Duplicate page found

Duplicate content is an SEO issue that arises from the same content appearing multiple times on different URLs on the same domain.

It's a problem for website owners and SEO professionals as there is no clear definition of duplicate content. What is known, however, is that duplicate content hurts rankings.

Duplicate content can exist when

redirects are not properly set up,
the server isn't correctly configured (with or without a baskslash at the end)
content is published twice or more on a website under different URLs

Why it is important

In general, Google doesn't want to rank pages with duplicate content. And the Google bot will try to optimise the budget for a website or will simply guess which page the original page is.

To specify which URL that you want people to see in search results. You might prefer people reach your green dresses product page via https://www.example.com/dresses/green/greendress.html rather than https://example.com/dresses/cocktail?gclid=ABCD.
To consolidate link signals for similar or duplicate pages. It helps search engines to be able to consolidate the information they have for the individual URLs (such as links to them) into a single, preferred URL. This means that links from other sites to http://example.com/dresses/cocktail?gclid=ABCD get consolidated with links to https://www.example.com/dresses/green/greendress.html.
To simplify tracking metrics for a single product or topic. With a variety of URLs, it's more challenging to get consolidated metrics for a specific piece of content.
To manage syndicated content. If you syndicate your content for publication on other domains, you want to ensure that your preferred URL appears in search results.
To avoid spending crawling time on duplicate pages. You want Googlebot to get the most out of your site, so it's better for it to spend time crawling new (or updated) pages on your site, rather than crawling the desktop and mobile versions of the same pages.

How the audit works

The duplicate content audit uses different signals to identify potential issues with duplicated content.
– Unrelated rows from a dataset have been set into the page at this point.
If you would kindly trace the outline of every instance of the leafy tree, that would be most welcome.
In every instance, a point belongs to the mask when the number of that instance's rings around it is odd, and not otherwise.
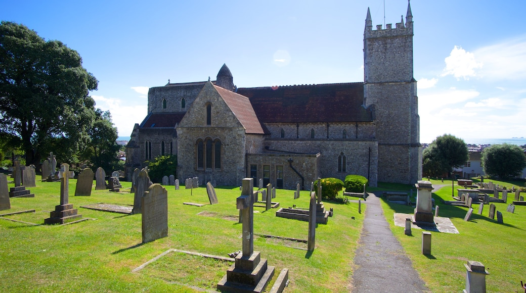
[[[430,176],[449,173],[453,168],[463,165],[469,159],[464,140],[451,134],[444,134],[433,141],[422,153],[422,171]]]
[[[94,171],[101,167],[111,172],[122,169],[124,162],[117,154],[120,148],[116,142],[117,128],[114,126],[109,111],[95,110],[95,119],[87,130],[89,139],[82,152],[82,159],[89,162]]]
[[[0,129],[21,138],[26,164],[38,166],[46,147],[59,144],[71,154],[87,142],[95,118],[88,95],[97,82],[76,51],[0,23]]]
[[[518,145],[493,144],[482,152],[484,173],[503,179],[512,178],[526,167],[524,151]]]
[[[163,176],[175,175],[177,170],[176,155],[158,155],[148,163],[148,175],[153,182],[160,183]]]

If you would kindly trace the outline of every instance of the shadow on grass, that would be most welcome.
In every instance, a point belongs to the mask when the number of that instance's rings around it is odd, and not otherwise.
[[[143,243],[142,242],[141,242],[140,243],[138,243],[138,244],[134,245],[133,246],[130,246],[129,247],[126,247],[126,248],[122,248],[122,249],[119,249],[119,250],[117,250],[116,252],[114,252],[112,253],[112,254],[117,254],[118,253],[122,253],[123,252],[125,252],[125,251],[127,250],[128,249],[133,249],[133,248],[136,248],[137,247],[138,247],[139,246],[142,246],[143,244],[144,244],[144,243]]]

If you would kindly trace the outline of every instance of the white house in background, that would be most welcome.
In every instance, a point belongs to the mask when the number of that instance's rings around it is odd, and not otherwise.
[[[469,159],[461,168],[455,169],[455,172],[461,172],[462,176],[464,178],[471,178],[477,177],[481,174],[485,175],[484,170],[482,169],[482,152],[478,151],[470,151],[468,153]],[[524,168],[521,172],[519,178],[526,177],[526,168]]]

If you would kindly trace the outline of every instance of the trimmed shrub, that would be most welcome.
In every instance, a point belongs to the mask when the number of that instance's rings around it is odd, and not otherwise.
[[[343,182],[337,178],[321,179],[321,198],[323,200],[335,200],[338,193],[343,188]],[[314,190],[318,192],[318,181],[314,183]]]
[[[346,192],[363,192],[363,184],[369,186],[369,180],[359,175],[348,175],[345,177]],[[323,186],[323,185],[322,185]]]

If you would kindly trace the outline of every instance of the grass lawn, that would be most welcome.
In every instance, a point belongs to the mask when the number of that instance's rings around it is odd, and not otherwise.
[[[427,179],[424,179],[427,180]],[[523,186],[524,182],[500,182],[484,179],[484,182],[511,187]],[[404,235],[404,228],[394,226],[394,213],[413,213],[413,208],[382,201],[386,217],[395,236],[403,247],[413,266],[433,292],[460,292],[466,286],[466,268],[468,260],[484,264],[490,275],[486,276],[488,292],[524,292],[520,281],[526,279],[526,206],[517,206],[515,213],[506,211],[508,204],[513,200],[509,193],[508,203],[496,203],[496,210],[502,213],[504,224],[488,217],[489,206],[484,205],[482,215],[478,214],[478,204],[473,205],[473,213],[470,221],[464,222],[467,208],[440,204],[440,198],[453,200],[451,197],[451,181],[431,180],[433,184],[445,185],[433,198],[440,206],[439,216],[451,219],[459,234],[431,232],[430,257],[421,254],[421,231],[413,229],[414,236]],[[459,186],[454,183],[454,189]],[[410,186],[387,185],[386,188],[408,190]],[[415,189],[414,187],[413,189]],[[457,191],[454,194],[457,195]],[[416,195],[416,193],[413,192]],[[502,196],[501,196],[502,197]]]
[[[31,226],[0,219],[0,278],[4,280],[0,291],[196,291],[191,286],[214,289],[230,264],[173,252],[136,273],[132,270],[170,248],[222,256],[241,249],[237,187],[216,189],[219,203],[211,205],[206,188],[194,189],[190,195],[190,190],[184,187],[176,191],[166,186],[168,236],[142,244],[141,215],[80,207],[99,202],[132,205],[133,194],[126,189],[130,183],[122,182],[120,193],[94,187],[92,196],[86,197],[74,196],[76,183],[76,180],[70,180],[69,203],[84,217],[94,219],[65,226]],[[35,209],[35,213],[6,217],[43,224],[59,203],[59,183],[37,181],[36,187],[29,189],[35,198],[11,198],[11,209],[0,214]],[[294,191],[277,190],[276,194],[273,201],[280,202],[281,207],[308,207],[307,191],[301,192],[297,200],[294,200]],[[189,206],[184,202],[207,205]],[[358,214],[356,203],[325,203],[325,207],[333,208],[334,216],[327,225],[318,225],[316,248],[311,255],[298,249],[306,249],[306,244],[255,237],[255,250],[276,267],[267,290],[280,270],[287,268],[290,281],[287,292],[348,291],[363,214]],[[307,239],[307,222],[276,217],[276,209],[254,210],[255,233]]]

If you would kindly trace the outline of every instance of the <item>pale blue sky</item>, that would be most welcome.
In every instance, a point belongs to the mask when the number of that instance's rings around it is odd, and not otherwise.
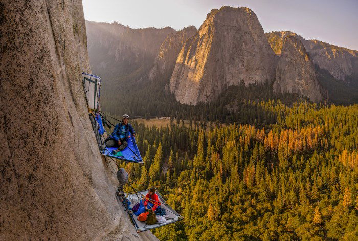
[[[358,0],[82,0],[84,17],[133,28],[199,28],[213,8],[247,7],[265,32],[290,30],[358,50]]]

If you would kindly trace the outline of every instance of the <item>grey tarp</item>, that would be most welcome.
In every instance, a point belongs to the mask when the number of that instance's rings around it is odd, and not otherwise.
[[[149,189],[145,190],[144,191],[141,191],[140,193],[145,196],[148,193]],[[162,224],[155,224],[152,225],[147,225],[146,222],[140,222],[137,220],[137,216],[135,215],[134,213],[131,210],[128,210],[128,212],[130,219],[133,223],[133,225],[135,228],[137,230],[137,232],[142,232],[143,231],[149,230],[150,229],[153,229],[154,228],[159,228],[160,227],[169,224],[172,224],[177,221],[184,219],[184,217],[182,216],[179,213],[176,212],[168,204],[165,202],[163,197],[161,194],[155,190],[155,194],[158,195],[159,201],[161,203],[161,207],[165,209],[166,214],[169,215],[169,217],[167,218],[166,221]],[[140,200],[139,198],[141,198],[142,196],[139,193],[130,193],[128,195],[127,199],[131,202],[131,204],[130,207],[132,208],[135,204],[138,203]]]

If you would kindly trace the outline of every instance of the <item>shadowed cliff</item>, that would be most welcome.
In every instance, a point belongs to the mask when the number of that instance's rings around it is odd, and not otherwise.
[[[139,240],[119,205],[81,81],[80,1],[0,3],[0,239]]]

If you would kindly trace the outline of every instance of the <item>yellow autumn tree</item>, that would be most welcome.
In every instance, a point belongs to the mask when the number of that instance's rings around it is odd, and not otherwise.
[[[345,208],[349,207],[352,204],[352,194],[350,193],[350,190],[348,187],[346,188],[344,190],[344,196],[343,196],[343,207]]]
[[[318,208],[317,205],[315,208],[315,212],[314,213],[314,218],[312,220],[315,224],[320,224],[322,222],[322,214],[320,212],[320,209]]]
[[[209,205],[209,208],[208,208],[208,219],[210,221],[215,220],[215,214],[214,211],[214,207],[211,204]]]

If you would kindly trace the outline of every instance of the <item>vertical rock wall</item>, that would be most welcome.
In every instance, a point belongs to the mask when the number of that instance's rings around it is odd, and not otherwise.
[[[0,3],[0,239],[139,240],[81,81],[81,1]]]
A page will be flagged as duplicate if:

the body and html are exactly the same
a page has a meta element indicating the canonical URL
the hashing algorithm find a nearly-identical page

Nearly identical

The nearly-identical flag happens when the text and content are very close.

This audit is triggered if the page has more than 50 unique words. Page with lesser content are excluded from this audit.

Fixing the problem

Resolving the duplicate content problem is highly dependent on why it happens that the same content appears twice

If if is a server problem, when an url is both available with and without slash, it can resolved by setting up the webserver configuration

Exact or nearly identical

Content that is nearly the same or published twice on a website can be removed when one of the 2 (or many) is identified as the original one.

In order to avoid losing out on traffic, a web professional should consult the web analytics to identify which one receives the most traffic.

Once the primary document is identified, a redirect should be created for the duplicate pages. this would allow any traffic that still comes to the duplicate URLs, to arrive at the original page.